Récemment, un reportage très émouvant, sur la 12e chaine de la télévision israélienne, a présenté des histoires d’olim qui étaient repartis en France, parce qu’ils n’avaient pas réussi à s’intégrer. Le journaliste qui l’a réalisé a reçu, à la suite de sa diffusion, des messages de plusieurs députés, maires, personnalités publiques. Ils avaient été touchés par ce qu’ils avaient découvert et voulaient aider.
Il ne s’agit pas de critiquer vainement, mais bien de procéder à un examen critique et constructif pour que la situation soit toujours meilleure et adaptée aux besoins des olim de France. C’est un des rôles de Qualita.
Lph: Lorsque l’on fait son alya en famille, que vaut-il mieux: inscrire ses enfants dans une école israélienne ou dans une école israélienne francophone?
A.K.: Cela dépend de l’âge des enfants.

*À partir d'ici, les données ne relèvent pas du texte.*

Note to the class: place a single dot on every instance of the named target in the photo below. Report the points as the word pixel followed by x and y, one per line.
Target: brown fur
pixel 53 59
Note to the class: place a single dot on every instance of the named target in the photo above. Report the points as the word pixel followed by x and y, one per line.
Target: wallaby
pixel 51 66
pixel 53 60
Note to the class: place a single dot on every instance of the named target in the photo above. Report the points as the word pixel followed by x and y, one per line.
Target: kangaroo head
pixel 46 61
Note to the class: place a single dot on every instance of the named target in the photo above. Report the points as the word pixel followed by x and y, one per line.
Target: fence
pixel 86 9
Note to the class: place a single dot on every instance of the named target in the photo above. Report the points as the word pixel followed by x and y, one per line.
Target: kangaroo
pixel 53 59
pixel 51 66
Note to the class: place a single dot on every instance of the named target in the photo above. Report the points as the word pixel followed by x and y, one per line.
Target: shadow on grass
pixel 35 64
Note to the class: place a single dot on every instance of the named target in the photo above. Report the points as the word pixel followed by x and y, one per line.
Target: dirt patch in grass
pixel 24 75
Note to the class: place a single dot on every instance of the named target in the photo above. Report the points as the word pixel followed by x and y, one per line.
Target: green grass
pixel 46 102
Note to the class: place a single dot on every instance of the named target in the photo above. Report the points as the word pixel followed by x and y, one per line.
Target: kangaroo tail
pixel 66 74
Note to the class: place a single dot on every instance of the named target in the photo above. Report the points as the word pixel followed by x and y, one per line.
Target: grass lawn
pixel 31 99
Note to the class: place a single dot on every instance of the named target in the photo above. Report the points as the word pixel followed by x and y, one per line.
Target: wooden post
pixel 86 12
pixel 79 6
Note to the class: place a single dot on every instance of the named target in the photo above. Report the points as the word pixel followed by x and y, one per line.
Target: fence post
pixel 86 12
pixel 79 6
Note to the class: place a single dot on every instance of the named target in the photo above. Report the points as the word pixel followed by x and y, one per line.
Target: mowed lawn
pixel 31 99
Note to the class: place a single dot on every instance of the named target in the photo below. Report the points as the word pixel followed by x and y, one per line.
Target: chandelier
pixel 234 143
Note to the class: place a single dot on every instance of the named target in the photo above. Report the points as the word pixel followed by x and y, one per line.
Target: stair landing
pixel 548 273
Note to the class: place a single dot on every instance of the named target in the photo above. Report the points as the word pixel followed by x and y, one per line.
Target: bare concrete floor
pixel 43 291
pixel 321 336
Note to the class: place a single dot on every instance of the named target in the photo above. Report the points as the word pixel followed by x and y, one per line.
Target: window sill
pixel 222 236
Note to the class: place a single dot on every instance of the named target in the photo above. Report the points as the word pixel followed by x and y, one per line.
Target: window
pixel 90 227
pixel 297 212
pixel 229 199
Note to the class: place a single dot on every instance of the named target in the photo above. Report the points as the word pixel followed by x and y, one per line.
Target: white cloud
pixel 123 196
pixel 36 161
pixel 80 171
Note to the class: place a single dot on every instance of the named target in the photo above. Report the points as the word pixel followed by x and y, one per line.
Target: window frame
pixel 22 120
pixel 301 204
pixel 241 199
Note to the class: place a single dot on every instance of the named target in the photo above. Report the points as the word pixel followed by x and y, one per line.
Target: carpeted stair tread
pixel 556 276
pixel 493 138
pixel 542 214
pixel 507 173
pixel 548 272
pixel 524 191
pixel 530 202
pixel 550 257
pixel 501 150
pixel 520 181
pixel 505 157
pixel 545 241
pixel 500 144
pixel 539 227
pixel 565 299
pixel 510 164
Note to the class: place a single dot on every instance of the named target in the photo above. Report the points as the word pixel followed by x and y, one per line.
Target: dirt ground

A l’âge du primaire et même du collège, il faut absolument les intégrer dans le système israélien. Mais les parents et les élèves doivent accepter tous les conseils et ateliers donnés par les mairies et associations. A l’âge du lycée, il est préférable d’opter pour finir le Bac français ou d’aller dans des établissements comme ceux de Naalé ou Guivat Washington (à partir de la rentrée 2019) qui proposent le Bac israélien adapté aux olim français.
Dans tous les cas, il est nécessaire de faire des efforts pour s’adapter, c’est pourquoi nous insistons toujours pour que les olim sachent accepter la main qui leur est tendue, sous la forme d’ateliers mis en place par les différentes associations pour les parents.